In the last post, I explained how to setup an anycast address on a loopback interface, and add a static route to the loopback.
Now, it’s entirely possible that you’d like to stop working after the last entry. If this is a publicly facing service, I’d actually recommend you stop there, as a mitigation method against DOS attacks: if one of your anycast servers is taken out (lets say it’s the closest server to Comcast), your router will continue to send traffic to the now-dead service, which would end up preventing the nearby attackers from shifting their attack to the other anycast servers.

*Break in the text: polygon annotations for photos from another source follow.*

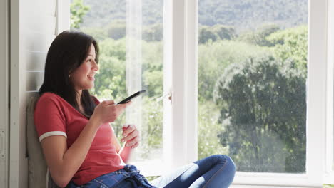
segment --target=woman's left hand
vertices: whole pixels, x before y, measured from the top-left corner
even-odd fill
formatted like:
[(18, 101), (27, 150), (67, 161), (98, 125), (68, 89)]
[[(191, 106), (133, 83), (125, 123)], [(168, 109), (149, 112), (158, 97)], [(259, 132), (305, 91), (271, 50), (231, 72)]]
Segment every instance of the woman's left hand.
[(126, 142), (126, 147), (133, 149), (139, 145), (139, 131), (134, 125), (123, 125), (123, 136), (121, 142)]

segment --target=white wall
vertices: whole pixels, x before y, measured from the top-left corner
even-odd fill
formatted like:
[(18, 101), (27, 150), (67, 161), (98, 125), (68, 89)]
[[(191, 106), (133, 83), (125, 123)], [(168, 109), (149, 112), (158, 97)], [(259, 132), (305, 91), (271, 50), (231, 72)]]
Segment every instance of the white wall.
[(8, 186), (8, 1), (0, 1), (0, 184)]
[[(64, 0), (11, 1), (11, 188), (27, 187), (26, 105), (30, 95), (37, 92), (42, 83), (45, 59), (51, 43), (63, 28), (69, 27), (68, 2)], [(64, 5), (67, 9), (61, 9)], [(64, 14), (59, 16), (61, 11)], [(59, 19), (69, 21), (64, 24)]]

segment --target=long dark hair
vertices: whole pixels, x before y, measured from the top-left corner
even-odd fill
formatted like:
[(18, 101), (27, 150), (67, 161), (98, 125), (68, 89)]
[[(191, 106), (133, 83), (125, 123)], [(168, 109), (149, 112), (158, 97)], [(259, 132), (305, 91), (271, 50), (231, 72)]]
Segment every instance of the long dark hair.
[[(91, 36), (81, 32), (65, 31), (58, 35), (49, 48), (45, 63), (44, 81), (39, 95), (51, 92), (63, 98), (80, 112), (76, 92), (69, 75), (87, 58), (91, 44), (95, 47), (96, 63), (98, 63), (98, 46)], [(90, 118), (95, 103), (88, 90), (83, 90), (80, 99), (84, 114)]]

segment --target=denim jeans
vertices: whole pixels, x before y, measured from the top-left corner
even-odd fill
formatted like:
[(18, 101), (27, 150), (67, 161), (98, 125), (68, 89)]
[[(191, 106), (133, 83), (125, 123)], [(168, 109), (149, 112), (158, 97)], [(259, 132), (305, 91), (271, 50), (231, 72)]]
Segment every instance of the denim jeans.
[(227, 188), (235, 174), (236, 166), (228, 156), (215, 155), (181, 167), (151, 184), (164, 188)]
[(124, 169), (98, 177), (87, 184), (77, 186), (70, 182), (69, 188), (227, 188), (236, 173), (233, 160), (226, 155), (216, 155), (181, 167), (151, 183), (139, 174), (136, 167), (126, 165)]

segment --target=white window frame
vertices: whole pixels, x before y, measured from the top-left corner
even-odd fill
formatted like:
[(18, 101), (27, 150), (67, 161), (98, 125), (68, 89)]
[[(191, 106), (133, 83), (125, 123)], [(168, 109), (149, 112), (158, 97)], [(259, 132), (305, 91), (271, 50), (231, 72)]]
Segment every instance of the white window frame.
[[(197, 157), (197, 16), (198, 0), (171, 1), (164, 19), (171, 19), (173, 107), (170, 140), (172, 166)], [(327, 0), (309, 0), (307, 83), (306, 172), (305, 174), (237, 172), (233, 185), (322, 187), (325, 164), (327, 88)], [(194, 24), (194, 23), (196, 24)], [(166, 29), (171, 29), (164, 26)], [(165, 36), (166, 37), (166, 36)], [(333, 113), (331, 115), (333, 116)], [(238, 164), (237, 164), (238, 165)]]
[(324, 183), (334, 184), (333, 169), (333, 115), (334, 115), (334, 1), (328, 1), (328, 82), (327, 82), (327, 118), (326, 118), (326, 154)]

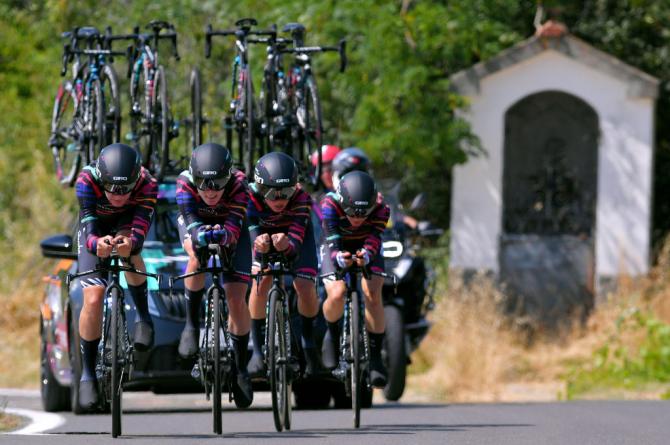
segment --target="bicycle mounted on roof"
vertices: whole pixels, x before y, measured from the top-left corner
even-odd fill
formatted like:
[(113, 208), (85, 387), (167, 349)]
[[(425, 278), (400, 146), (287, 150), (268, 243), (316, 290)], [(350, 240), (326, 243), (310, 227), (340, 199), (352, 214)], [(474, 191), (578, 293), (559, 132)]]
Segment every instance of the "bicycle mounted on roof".
[[(109, 42), (93, 27), (64, 32), (61, 76), (72, 64), (72, 79), (58, 88), (51, 117), (49, 147), (56, 177), (72, 186), (83, 165), (96, 159), (100, 150), (119, 141), (121, 107), (118, 76), (110, 64), (114, 56)], [(81, 47), (83, 42), (84, 47)], [(83, 62), (81, 56), (86, 56)]]

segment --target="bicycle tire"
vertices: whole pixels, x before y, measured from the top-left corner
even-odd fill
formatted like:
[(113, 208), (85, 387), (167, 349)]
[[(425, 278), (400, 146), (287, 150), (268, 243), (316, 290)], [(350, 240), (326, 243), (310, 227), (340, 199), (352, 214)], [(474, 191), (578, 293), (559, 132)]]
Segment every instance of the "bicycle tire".
[[(105, 110), (105, 145), (121, 142), (121, 98), (119, 94), (119, 76), (112, 65), (105, 65), (102, 69), (103, 94), (105, 82), (109, 82), (109, 101), (106, 101)], [(105, 97), (106, 94), (105, 94)]]
[[(284, 429), (284, 391), (287, 381), (286, 375), (286, 339), (283, 326), (283, 307), (280, 292), (270, 290), (270, 310), (268, 314), (268, 367), (270, 370), (270, 394), (272, 396), (272, 418), (275, 429), (281, 432)], [(284, 359), (284, 363), (279, 363)]]
[(89, 124), (88, 159), (86, 164), (98, 159), (105, 142), (105, 96), (102, 94), (102, 84), (99, 80), (91, 85), (89, 97)]
[[(304, 91), (304, 120), (300, 123), (302, 128), (300, 152), (297, 154), (296, 162), (308, 170), (310, 155), (318, 150), (323, 141), (323, 118), (321, 115), (321, 101), (319, 91), (316, 87), (314, 76), (310, 75), (305, 81)], [(300, 120), (299, 120), (300, 122)], [(315, 175), (318, 178), (318, 175)]]
[[(151, 154), (149, 163), (153, 167), (156, 179), (162, 181), (170, 158), (170, 126), (172, 125), (170, 103), (167, 97), (167, 79), (165, 77), (165, 69), (162, 65), (156, 70), (151, 102), (151, 135), (154, 138), (152, 147), (155, 150)], [(157, 141), (156, 137), (158, 137)]]
[(81, 168), (81, 143), (77, 135), (77, 94), (71, 81), (59, 88), (51, 114), (49, 147), (54, 160), (56, 179), (63, 186), (72, 187)]
[(202, 144), (202, 90), (200, 70), (193, 68), (190, 79), (191, 88), (191, 149)]
[[(112, 402), (112, 437), (121, 435), (121, 376), (122, 369), (119, 363), (119, 358), (122, 352), (120, 351), (120, 338), (123, 334), (120, 332), (123, 328), (121, 323), (121, 305), (119, 304), (119, 290), (112, 287), (112, 319), (111, 319), (111, 345), (112, 345), (112, 388), (111, 388), (111, 402)], [(119, 335), (121, 334), (121, 336)]]
[(212, 345), (212, 359), (214, 360), (214, 385), (212, 392), (212, 414), (214, 416), (214, 433), (222, 433), (221, 425), (221, 391), (223, 388), (221, 375), (221, 295), (219, 289), (214, 287), (212, 289), (212, 317), (214, 323), (212, 324), (213, 345)]
[(351, 409), (354, 428), (361, 426), (361, 357), (360, 357), (360, 306), (358, 292), (351, 293)]

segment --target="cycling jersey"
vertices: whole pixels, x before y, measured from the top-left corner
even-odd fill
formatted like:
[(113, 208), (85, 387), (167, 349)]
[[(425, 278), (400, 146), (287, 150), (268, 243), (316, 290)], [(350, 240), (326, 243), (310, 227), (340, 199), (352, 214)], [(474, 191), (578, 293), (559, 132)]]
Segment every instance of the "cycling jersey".
[(335, 193), (328, 193), (321, 201), (323, 213), (323, 234), (330, 257), (335, 259), (337, 252), (355, 253), (364, 248), (374, 258), (381, 249), (381, 234), (389, 219), (389, 207), (384, 203), (381, 193), (377, 194), (377, 204), (372, 213), (359, 226), (354, 228), (337, 202)]
[(82, 244), (89, 252), (97, 253), (98, 239), (109, 235), (103, 233), (103, 229), (117, 226), (121, 220), (130, 221), (127, 226), (132, 242), (131, 254), (137, 255), (142, 250), (158, 195), (158, 183), (148, 170), (142, 167), (140, 178), (130, 192), (130, 198), (121, 207), (110, 204), (94, 163), (84, 167), (79, 173), (75, 191), (79, 200), (80, 230), (86, 234)]
[(275, 213), (265, 203), (263, 197), (255, 192), (253, 185), (250, 189), (247, 217), (252, 242), (261, 233), (286, 233), (289, 238), (286, 255), (289, 258), (296, 256), (301, 250), (305, 232), (309, 228), (312, 198), (303, 189), (298, 188), (286, 208)]
[(239, 170), (233, 170), (221, 199), (213, 206), (207, 205), (200, 197), (188, 170), (183, 171), (177, 178), (179, 213), (191, 239), (201, 245), (205, 244), (203, 237), (199, 236), (204, 232), (204, 227), (215, 224), (225, 230), (226, 245), (236, 244), (242, 232), (248, 202), (246, 177)]

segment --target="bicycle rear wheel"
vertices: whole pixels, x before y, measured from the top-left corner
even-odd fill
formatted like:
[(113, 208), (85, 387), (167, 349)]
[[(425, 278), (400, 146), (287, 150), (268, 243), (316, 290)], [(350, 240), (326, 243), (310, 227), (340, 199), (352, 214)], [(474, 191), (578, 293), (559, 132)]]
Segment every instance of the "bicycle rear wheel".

In other words, a DOS attack could shut down one class of users, while leaving everyone else unaffected—or end up splitting the attack amongst a lot of different servers.
If you did fail over, then you’d setup a cascade failure similar to the one that took out the electrical grid: one server dies, the and the traffic is shifted to the next-closest sever, which dies, and shifts the traffic over to the third server, and so on.
However, if this is an internal service, you probably do want to fail over: when one server is taken down for maintenance or whatever, users are automatically redirected via the network itself to the next-closest server, and if that server is offline for whatever reason, they should connect to the next-closest server, and so on.
In order to do that, you have to figure out a way to have your routing table influenced in some way by your application state.
There are two methods to accomplish this. The first one is to run a routing daemon that can communicate using one of the IGP protocols on your server. So you have something like Quagga running on your server, and it talks to your router, and exchanges routes. You then write a little monitoring script which watches your daemon, and tells quagga to stop announcing a route to your anycast address, or simply shut down quagga, when the daemon goes away.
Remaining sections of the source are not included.